The charge foresees between 8,000 and 18,000 life sentences for each of the Israeli men. Imagine if the Israeli military had done something truly horrific for instance like what the Ottoman Turks did to the Armenians during World War I and the years that followed. How many life sentences would you give to the killers of over a million innocent people?
Alas, those WWI-era Ottoman killers have long since left this earthly vale of tears. Many died in their beds — unlike the Armenian men and women who perished from exposure or starvation, clutching their children’s bodies, during their forced marches through the Anatolian hinterlands. As it happens, a new book on this historical episode entitled The Young Turks’ Crime Against Humanity: The Armenian Genocide and Ethnic Cleansing in the Ottoman Empire, by Clark University professor Taner Akçam — landed in my mailbox a few months back.
Till now, Akçam’s work has been taboo in Turkey. But given the recent flotilla charges, it would seem the Turks are showing a newfound eagerness to condemn the crimes of the past. What better time to open up Akçam’s book? The first theme that jumps out from The Young Turks’ Crime Against Humanity is the obsessive eagerness with which the Turks of the early 20th-century sorted the Anatolian population by religion and ethnicity. Christians — Greek and Armenian alike — were singled out for special observation. But even non-Turk Muslims were seen as suspect. Millions of Kurds were ethnically cleansed from certain regions aiming to weaken their political claims.

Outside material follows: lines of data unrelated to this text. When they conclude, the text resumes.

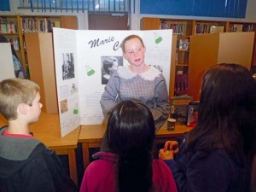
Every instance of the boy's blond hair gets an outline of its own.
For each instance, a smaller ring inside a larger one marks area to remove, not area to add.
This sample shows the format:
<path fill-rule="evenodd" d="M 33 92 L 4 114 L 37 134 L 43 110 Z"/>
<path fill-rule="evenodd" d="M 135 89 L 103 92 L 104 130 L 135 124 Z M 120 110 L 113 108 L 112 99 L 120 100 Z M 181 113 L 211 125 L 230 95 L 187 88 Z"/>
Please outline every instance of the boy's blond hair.
<path fill-rule="evenodd" d="M 35 82 L 22 79 L 9 79 L 0 82 L 0 113 L 8 120 L 17 119 L 20 103 L 32 106 L 40 87 Z"/>

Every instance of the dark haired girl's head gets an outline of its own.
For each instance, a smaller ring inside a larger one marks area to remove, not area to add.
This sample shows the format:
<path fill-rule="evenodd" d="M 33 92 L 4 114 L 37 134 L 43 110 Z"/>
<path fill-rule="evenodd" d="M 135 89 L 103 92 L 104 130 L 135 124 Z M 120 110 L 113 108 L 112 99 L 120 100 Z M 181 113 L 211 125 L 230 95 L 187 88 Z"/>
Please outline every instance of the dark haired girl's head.
<path fill-rule="evenodd" d="M 111 112 L 102 150 L 117 154 L 119 192 L 148 192 L 152 189 L 154 122 L 150 110 L 132 100 L 119 103 Z"/>
<path fill-rule="evenodd" d="M 151 151 L 154 131 L 150 110 L 139 101 L 125 101 L 109 115 L 104 138 L 106 147 L 116 154 L 136 148 Z"/>
<path fill-rule="evenodd" d="M 190 142 L 206 138 L 203 148 L 222 148 L 249 154 L 254 148 L 256 82 L 237 64 L 218 64 L 203 76 L 198 124 Z"/>

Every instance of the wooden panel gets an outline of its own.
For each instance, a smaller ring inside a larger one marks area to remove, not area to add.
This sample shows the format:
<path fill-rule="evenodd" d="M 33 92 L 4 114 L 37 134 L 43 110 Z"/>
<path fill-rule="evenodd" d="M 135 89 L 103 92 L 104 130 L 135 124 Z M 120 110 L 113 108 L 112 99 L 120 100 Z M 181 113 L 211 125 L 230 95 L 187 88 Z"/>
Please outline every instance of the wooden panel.
<path fill-rule="evenodd" d="M 26 33 L 30 79 L 40 86 L 42 111 L 57 113 L 57 94 L 52 33 Z"/>
<path fill-rule="evenodd" d="M 250 70 L 254 32 L 225 32 L 220 35 L 218 63 L 237 63 Z"/>
<path fill-rule="evenodd" d="M 254 32 L 222 32 L 190 37 L 189 95 L 200 97 L 203 73 L 219 63 L 251 66 Z"/>
<path fill-rule="evenodd" d="M 188 93 L 194 101 L 199 100 L 201 77 L 212 65 L 217 63 L 218 35 L 195 35 L 190 37 Z"/>
<path fill-rule="evenodd" d="M 129 30 L 128 15 L 89 14 L 90 30 Z"/>

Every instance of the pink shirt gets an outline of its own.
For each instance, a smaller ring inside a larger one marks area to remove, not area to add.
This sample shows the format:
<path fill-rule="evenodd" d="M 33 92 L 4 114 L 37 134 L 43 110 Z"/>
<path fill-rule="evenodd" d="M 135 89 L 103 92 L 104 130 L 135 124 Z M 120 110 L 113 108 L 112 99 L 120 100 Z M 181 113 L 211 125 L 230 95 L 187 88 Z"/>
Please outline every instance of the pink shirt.
<path fill-rule="evenodd" d="M 5 137 L 19 137 L 19 138 L 33 138 L 34 137 L 32 135 L 11 134 L 11 133 L 7 132 L 7 130 L 3 131 L 3 136 L 5 136 Z"/>

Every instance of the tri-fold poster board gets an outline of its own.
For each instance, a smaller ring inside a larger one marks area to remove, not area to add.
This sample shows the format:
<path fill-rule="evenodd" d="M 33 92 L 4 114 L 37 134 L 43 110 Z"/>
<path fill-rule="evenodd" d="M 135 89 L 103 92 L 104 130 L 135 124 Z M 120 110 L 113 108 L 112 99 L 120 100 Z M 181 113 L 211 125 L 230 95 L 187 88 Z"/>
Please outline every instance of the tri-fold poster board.
<path fill-rule="evenodd" d="M 15 78 L 13 55 L 9 43 L 0 43 L 0 81 Z"/>
<path fill-rule="evenodd" d="M 146 47 L 145 63 L 161 71 L 169 88 L 172 30 L 100 31 L 54 28 L 55 77 L 61 137 L 81 125 L 102 124 L 100 104 L 106 77 L 103 61 L 129 65 L 121 43 L 131 34 Z"/>

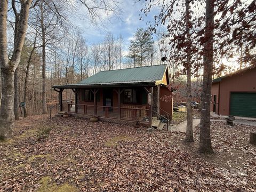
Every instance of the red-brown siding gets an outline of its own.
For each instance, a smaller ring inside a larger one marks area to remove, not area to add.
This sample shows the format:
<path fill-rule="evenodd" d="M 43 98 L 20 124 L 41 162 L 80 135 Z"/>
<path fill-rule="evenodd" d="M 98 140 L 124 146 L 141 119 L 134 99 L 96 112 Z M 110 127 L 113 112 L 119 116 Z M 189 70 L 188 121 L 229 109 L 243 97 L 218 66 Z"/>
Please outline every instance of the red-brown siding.
<path fill-rule="evenodd" d="M 165 111 L 167 112 L 172 116 L 172 97 L 170 98 L 170 100 L 165 102 L 161 99 L 161 98 L 165 96 L 171 95 L 171 91 L 167 88 L 164 86 L 160 87 L 160 108 Z"/>
<path fill-rule="evenodd" d="M 219 83 L 219 98 L 217 94 L 217 102 L 219 103 L 219 110 L 217 110 L 217 112 L 219 111 L 219 115 L 228 115 L 231 92 L 256 93 L 256 68 L 234 75 L 231 77 L 224 78 L 220 82 L 213 84 L 212 94 L 215 92 L 215 87 Z M 211 108 L 211 110 L 212 109 Z"/>
<path fill-rule="evenodd" d="M 219 83 L 215 83 L 212 86 L 212 91 L 211 94 L 212 96 L 212 99 L 211 101 L 211 111 L 213 111 L 213 96 L 216 95 L 216 113 L 218 113 L 219 111 L 219 88 L 220 84 Z"/>

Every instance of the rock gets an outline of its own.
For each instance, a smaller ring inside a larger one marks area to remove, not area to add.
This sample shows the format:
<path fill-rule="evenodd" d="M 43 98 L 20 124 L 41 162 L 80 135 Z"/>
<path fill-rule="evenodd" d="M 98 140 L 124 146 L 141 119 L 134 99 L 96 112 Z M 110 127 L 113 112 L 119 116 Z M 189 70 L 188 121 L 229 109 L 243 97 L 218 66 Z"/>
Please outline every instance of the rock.
<path fill-rule="evenodd" d="M 63 115 L 63 117 L 64 118 L 68 118 L 68 117 L 69 117 L 70 116 L 70 115 L 69 115 L 69 114 Z"/>
<path fill-rule="evenodd" d="M 148 131 L 149 132 L 149 133 L 153 133 L 154 131 L 154 128 L 152 128 L 152 127 L 149 127 L 148 129 Z"/>
<path fill-rule="evenodd" d="M 250 143 L 256 145 L 256 132 L 250 132 Z"/>

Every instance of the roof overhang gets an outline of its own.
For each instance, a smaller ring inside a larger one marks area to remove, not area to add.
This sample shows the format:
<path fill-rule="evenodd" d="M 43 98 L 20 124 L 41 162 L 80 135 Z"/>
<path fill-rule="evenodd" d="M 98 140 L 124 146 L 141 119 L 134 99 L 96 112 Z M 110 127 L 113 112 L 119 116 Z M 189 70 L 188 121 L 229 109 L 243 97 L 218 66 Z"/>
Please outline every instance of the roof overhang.
<path fill-rule="evenodd" d="M 100 87 L 131 87 L 131 86 L 155 86 L 156 82 L 135 82 L 135 83 L 108 83 L 102 84 L 70 84 L 53 85 L 52 88 L 57 89 L 74 89 L 74 88 L 100 88 Z"/>

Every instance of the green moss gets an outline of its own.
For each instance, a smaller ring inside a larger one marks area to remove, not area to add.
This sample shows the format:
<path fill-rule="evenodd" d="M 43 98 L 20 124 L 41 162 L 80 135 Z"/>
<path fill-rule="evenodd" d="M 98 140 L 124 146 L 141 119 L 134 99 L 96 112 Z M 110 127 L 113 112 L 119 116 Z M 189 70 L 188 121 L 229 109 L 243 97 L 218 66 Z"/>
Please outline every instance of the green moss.
<path fill-rule="evenodd" d="M 54 191 L 56 192 L 75 192 L 78 191 L 77 189 L 68 183 L 65 183 L 59 187 L 57 187 Z"/>
<path fill-rule="evenodd" d="M 18 153 L 13 153 L 11 155 L 11 157 L 13 159 L 19 159 L 19 158 L 26 158 L 26 156 L 23 155 L 21 153 L 18 152 Z"/>
<path fill-rule="evenodd" d="M 132 138 L 127 135 L 118 135 L 109 139 L 105 145 L 109 147 L 116 147 L 118 145 L 118 141 L 130 141 L 132 140 Z"/>
<path fill-rule="evenodd" d="M 1 144 L 3 144 L 3 145 L 6 145 L 6 144 L 14 144 L 17 142 L 16 140 L 13 139 L 6 139 L 4 140 L 1 140 L 0 141 L 0 143 Z"/>
<path fill-rule="evenodd" d="M 36 159 L 43 158 L 46 158 L 46 159 L 50 160 L 51 159 L 51 154 L 33 155 L 28 158 L 28 161 L 33 161 Z"/>
<path fill-rule="evenodd" d="M 18 140 L 22 140 L 29 137 L 35 136 L 38 132 L 37 129 L 30 129 L 25 131 L 22 134 L 20 135 L 15 137 L 15 138 Z"/>
<path fill-rule="evenodd" d="M 56 184 L 52 185 L 52 178 L 51 177 L 45 177 L 41 179 L 39 183 L 41 186 L 37 189 L 38 192 L 50 191 L 49 190 L 52 187 L 55 187 Z"/>
<path fill-rule="evenodd" d="M 16 166 L 17 168 L 24 168 L 25 167 L 26 167 L 26 165 L 23 163 L 21 163 Z"/>
<path fill-rule="evenodd" d="M 76 192 L 77 188 L 73 186 L 66 183 L 58 186 L 55 182 L 52 182 L 51 177 L 45 177 L 41 179 L 39 183 L 41 186 L 37 189 L 37 192 Z"/>

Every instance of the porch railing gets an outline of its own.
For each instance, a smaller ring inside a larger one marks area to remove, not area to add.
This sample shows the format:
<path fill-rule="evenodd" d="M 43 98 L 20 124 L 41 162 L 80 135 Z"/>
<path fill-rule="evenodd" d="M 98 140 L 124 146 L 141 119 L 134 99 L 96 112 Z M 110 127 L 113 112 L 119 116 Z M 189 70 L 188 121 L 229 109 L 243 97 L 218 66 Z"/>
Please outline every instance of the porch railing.
<path fill-rule="evenodd" d="M 139 120 L 145 123 L 150 123 L 151 115 L 150 110 L 147 108 L 120 107 L 119 109 L 118 107 L 96 106 L 95 109 L 98 117 L 132 121 Z M 93 116 L 94 106 L 68 103 L 68 111 Z"/>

The country’s formal position is that the Armenians endured a mere ‘relocation’ exercise during a period when they were suspected of comprising a pro-Russian fifth-column threat. Five years ago, Turkish PM Recep Erdogan asked his government officials to use the phrase ‘1915 Events’ instead of the Armenian Genocide — which is kind of like referring to the Jewish Holocaust as ‘that thing that happened in the early 1940s’. If Turkey presumes to read lectures on Israel or anyone else on these subjects, it could start with a frank admission of the horrors that the Turks themselves perpetrated against Armenians and other minorities.